Fayes Kernausse, durchaus ein Ansatz zu einer kritischen Theorie, lautet: Wo früher vertikale (regionale, nationale) Differenzen vorherrschten, dominiert heute - Folge des Egalitarismus - eine horizontale, nur simulierte Heterogenität. Diese löste eine soziologisch heterogene und kulturell gemeinsame Gesellschaftsstruktur ab. Unsere Zivilisation, das System, ist hingegen soziologisch homogen und gerade kulturell atomisiert. Faye sieht die Neue Konsumgesellschaft als gigantisches Theater; Konflikten drohe die Unbegrenzbarkeit.

Was tun? Ohne Eskalaton werde es keine historische Erneuerung geben. Möglich, dass Faye sich als positiver Nihilist einer postmodernen Neuen Rechten verstanden wissen will.

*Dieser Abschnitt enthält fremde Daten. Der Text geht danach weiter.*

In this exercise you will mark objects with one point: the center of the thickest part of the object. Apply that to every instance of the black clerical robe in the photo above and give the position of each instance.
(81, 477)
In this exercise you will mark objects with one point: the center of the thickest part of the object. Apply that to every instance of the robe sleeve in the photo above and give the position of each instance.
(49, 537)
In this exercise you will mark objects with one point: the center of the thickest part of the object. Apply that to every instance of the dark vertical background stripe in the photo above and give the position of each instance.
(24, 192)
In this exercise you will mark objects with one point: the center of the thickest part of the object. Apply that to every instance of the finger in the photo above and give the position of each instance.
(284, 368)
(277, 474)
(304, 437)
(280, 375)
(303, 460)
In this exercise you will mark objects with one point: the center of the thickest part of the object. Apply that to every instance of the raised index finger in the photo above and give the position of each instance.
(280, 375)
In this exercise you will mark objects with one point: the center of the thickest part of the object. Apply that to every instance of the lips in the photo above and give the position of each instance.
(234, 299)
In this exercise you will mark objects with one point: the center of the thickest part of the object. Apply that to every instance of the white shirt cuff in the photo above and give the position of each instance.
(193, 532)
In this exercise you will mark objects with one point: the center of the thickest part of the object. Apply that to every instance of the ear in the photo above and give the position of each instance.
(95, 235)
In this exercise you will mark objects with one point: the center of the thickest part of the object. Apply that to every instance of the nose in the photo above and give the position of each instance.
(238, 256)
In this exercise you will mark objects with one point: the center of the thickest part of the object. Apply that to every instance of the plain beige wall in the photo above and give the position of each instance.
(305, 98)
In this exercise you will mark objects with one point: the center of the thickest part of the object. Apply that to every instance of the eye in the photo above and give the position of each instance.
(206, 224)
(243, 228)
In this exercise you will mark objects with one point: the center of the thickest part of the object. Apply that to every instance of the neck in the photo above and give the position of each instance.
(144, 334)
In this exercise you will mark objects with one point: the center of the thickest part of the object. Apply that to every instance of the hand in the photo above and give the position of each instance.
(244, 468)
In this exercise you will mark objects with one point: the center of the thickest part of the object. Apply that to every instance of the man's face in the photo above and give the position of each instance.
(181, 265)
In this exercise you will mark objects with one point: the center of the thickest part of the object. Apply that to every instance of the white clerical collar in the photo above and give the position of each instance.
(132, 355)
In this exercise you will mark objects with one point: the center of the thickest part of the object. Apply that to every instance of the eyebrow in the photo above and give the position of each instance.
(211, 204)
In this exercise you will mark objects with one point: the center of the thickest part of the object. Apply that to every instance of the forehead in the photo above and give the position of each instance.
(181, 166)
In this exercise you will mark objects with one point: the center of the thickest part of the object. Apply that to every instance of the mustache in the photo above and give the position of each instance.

Seine symbolträchtige Anlehnung an den Gott Dionysos - dionysische Freuden sind Fayes Programm für die Posthistoire - will nachvollzogen sein: Denn der fernen Rückkehr des Apoll gilt es zu harren. Für Autor und Leser keine ungefährle Aporie; nicht alle Triebhaftigkeiten des Gehirns bewahren die Maske einer Errungenschaft des Geistes.

Aufmerksamkeit ruft Fayes Rezeption der unorthodoxen Soziologen Jean Budrillard und Michel Maffesoli hervor. Im westlichen Nachbarland verlieren Links-Rechts-Schemata ihre Argumentationswirkung. Die Mühe lohnt, über subtile Grenzüberschreitungen nachzudenken. Erste Reflexionen ergeben ein faszinierendes Relief.

Guillaume Faye, La NSC - La Nouvelle Société de Consommation. Le Labyrinthe, Paris 1984. Buchbesprechung in: DESG-inform, 3/85.